Medicinal herbs add an unusual complexity to the rich dark broth of pork, chicken, and braised duck. This Vietnamese noodle soup really does make you feel better.
Wash the duck legs in the rice wine and ginger. This will reduce the gamey taste of the duck.
Rinse the duck legs and pat dry.
Stir together the dark soy sauce, oyster sauce, crushed garlic, and the five-spice powder.
Pierce the duck skins with a skin piercer, like this...
Smear the marinade all over the duck legs, getting some in under the skin if possible.
Allow to marinate for 1 to 2 hours in the refrigerator.
Preheat the broiler to high.
Place the duck on a baking tray skin side up.
Broil the duck until the skin is dark brown and crisp, 15 to 20 minutes.
Turn over and broil for another 10 minutes.
Soup
Wash and quarter the carrot.
Peel and halve the onion.
Peel the garlic.
Rinse the shiitake mushrooms, rehydrate a little by soaking in warm water for 5 minutes. Remove the stems.
Toast the thumb of ginger over a flame then cut in half length-ways.
Rinse the medicinal herbs and star anise well and leave to soak in water for 10 minutes.
Put the medicinal herbs and star anise into a small muslin bag, or soup infuser.
In a large saucepan, add the stock, water, coconut juice, carrot, onion, garlic, ginger, shiitake mushrooms, soy sauce, oyster sauce, and soup infuser.
Lay the duck legs into the broth.
Bring up to a boil then reduce to a simmer.
Simmer for 90 minutes. Skim off any foam while simmering.
Carefully remove the duck legs and set aside. The duck meat will be "fall off the bone” tender by this stage.

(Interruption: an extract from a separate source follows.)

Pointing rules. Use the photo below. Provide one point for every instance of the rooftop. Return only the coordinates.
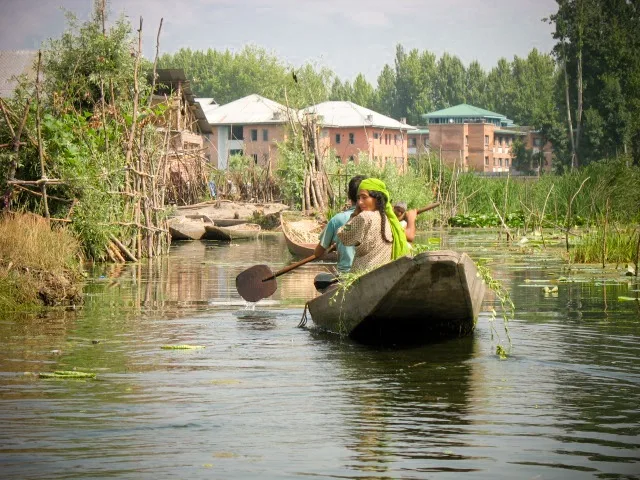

Remove the shiitake mushrooms and set aside.
Remove and discard all the other vegetables and medicinal herbs.
Strain the soup.
Taste the soup to access seasoning. It will likely require more, so add the 1 Tbsp fish sauce.
Serving
Bring another large saucepan of water to a boil. Add 1/2 Tbsp salt and 1 Tbsp vegetable oil.
Blanch the bok choy for 1 minute. Allow to drain, cut in half length-ways, and set aside.
Blanch the egg noodles until cooked. 1 - 2 minutes if fresh, 4 - 5 minutes if dried.
Add one portion of noodles to a bowl. Top with a duck leg, 2 shiitake mushrooms, and a piece of bok choy. Ladle over the soup.